30 March 2011 While applauding the development gains made by Viet Nam, an independent United Nations human rights expert has stressed the need for the South-East Asian nation to ensure a human rights-based approach in addressing social and economic challenges.
“To fully ensure that principle, it is important that national economic and social policies and programmes are firmly anchored in a human rights-based framework that underscored participation, transparency and accountability,” Cephas Lumina said yesterday at the end of his first mission to Viet Nam.

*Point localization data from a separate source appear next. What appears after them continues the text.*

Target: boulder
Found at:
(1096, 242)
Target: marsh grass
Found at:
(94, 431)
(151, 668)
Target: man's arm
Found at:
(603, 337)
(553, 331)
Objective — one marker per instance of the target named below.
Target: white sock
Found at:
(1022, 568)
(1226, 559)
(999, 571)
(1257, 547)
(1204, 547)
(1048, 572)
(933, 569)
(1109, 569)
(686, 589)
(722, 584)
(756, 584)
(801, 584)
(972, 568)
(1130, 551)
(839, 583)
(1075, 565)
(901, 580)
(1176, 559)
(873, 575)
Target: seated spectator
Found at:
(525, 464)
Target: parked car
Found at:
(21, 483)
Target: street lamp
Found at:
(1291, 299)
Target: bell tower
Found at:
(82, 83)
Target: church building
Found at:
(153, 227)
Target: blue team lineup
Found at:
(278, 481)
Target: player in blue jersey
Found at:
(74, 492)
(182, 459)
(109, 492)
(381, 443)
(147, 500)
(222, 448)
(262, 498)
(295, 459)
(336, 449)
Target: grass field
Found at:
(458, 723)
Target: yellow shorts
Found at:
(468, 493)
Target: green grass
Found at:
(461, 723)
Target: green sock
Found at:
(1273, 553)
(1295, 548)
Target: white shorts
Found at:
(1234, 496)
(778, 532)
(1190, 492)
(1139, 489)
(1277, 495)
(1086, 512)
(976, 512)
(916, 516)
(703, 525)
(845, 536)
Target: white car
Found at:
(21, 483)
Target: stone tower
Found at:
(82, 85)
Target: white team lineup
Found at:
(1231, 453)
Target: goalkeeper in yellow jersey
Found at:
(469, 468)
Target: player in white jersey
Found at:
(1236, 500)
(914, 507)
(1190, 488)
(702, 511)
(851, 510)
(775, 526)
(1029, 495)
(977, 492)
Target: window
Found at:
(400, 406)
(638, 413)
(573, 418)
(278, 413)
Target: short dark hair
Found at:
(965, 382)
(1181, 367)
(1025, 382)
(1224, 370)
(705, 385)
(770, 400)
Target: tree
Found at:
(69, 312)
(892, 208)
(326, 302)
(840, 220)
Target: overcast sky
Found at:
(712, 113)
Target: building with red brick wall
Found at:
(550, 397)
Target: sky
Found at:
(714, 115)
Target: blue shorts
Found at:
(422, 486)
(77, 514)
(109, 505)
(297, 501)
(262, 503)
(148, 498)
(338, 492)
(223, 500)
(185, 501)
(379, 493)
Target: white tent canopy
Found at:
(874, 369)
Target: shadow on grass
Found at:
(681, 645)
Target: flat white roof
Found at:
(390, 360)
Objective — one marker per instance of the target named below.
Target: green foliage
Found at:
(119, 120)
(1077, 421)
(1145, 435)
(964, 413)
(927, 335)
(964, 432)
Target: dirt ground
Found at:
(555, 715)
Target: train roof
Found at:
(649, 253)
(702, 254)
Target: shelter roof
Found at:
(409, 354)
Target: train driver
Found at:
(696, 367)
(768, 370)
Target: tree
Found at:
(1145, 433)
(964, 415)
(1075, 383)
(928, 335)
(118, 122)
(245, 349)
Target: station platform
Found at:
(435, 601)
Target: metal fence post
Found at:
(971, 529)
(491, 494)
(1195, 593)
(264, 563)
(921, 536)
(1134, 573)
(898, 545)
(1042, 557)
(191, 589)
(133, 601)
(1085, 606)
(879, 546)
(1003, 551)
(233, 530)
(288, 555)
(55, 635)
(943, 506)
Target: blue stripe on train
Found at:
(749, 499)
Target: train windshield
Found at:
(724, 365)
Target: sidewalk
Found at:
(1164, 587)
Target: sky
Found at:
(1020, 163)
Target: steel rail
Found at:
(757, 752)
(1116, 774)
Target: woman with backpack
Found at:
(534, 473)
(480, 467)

“The citizens of Viet Nam are not only the main beneficiaries of the Government’s economic and social development programmes,” he said in a statement delivered in Hanoi, “they are also the most important stakeholders in the country’s development.”
Mr. Lumina, the UN Independent Expert on foreign debt and human rights, commended the Government on the “remarkable” progress it has achieved. Viet Nam has achieved three out of the eight Millennium Development Goals (MDGs) well ahead of schedule – halving the number of its poor, ensuring gender equality and making primary education available to all.
“With the demonstrated commitment of the Government and the continued support of its development partners, I believe that Viet Nam can achieve the remaining MDGs by the target date,” he stated, referring to the globally agreed deadline of 2015.
In the last decade, Viet Nam’s per capita income has risen from $390 in 2000 to $1,200 in 2010, and more than seven million jobs have been created. Viet Nam’s impressive success in socio-economic development is evidenced by its recent attainment of lower middle-income status.
“These achievements bear testimony to the political will of the Government to improve the socio-economic conditions of its people,” said Mr. Lumina, while adding that despite this commendable progress, the country faces a number of challenges, including those linked to its “lower middle-income” status.
He underscored that Viet Nam’s reliance on official development assistance (ODA) “is increasingly challenged by the decline of ODA at the global level and by the impact of the global economic downturn.”
On the sustainability of the country’s foreign debt and its effect on the MDGs, Mr. Lumina pointed out that the budget and trade deficits required urgent attention to ensure that social protection measures were not affected.
The expert, who reports to the Geneva-based Human Rights Council in an independent and unpaid capacity, also warned that climate change posed a serious challenge to the country’s development efforts, given that the region is prone to environmental hazards and is vulnerable to sea-level rise.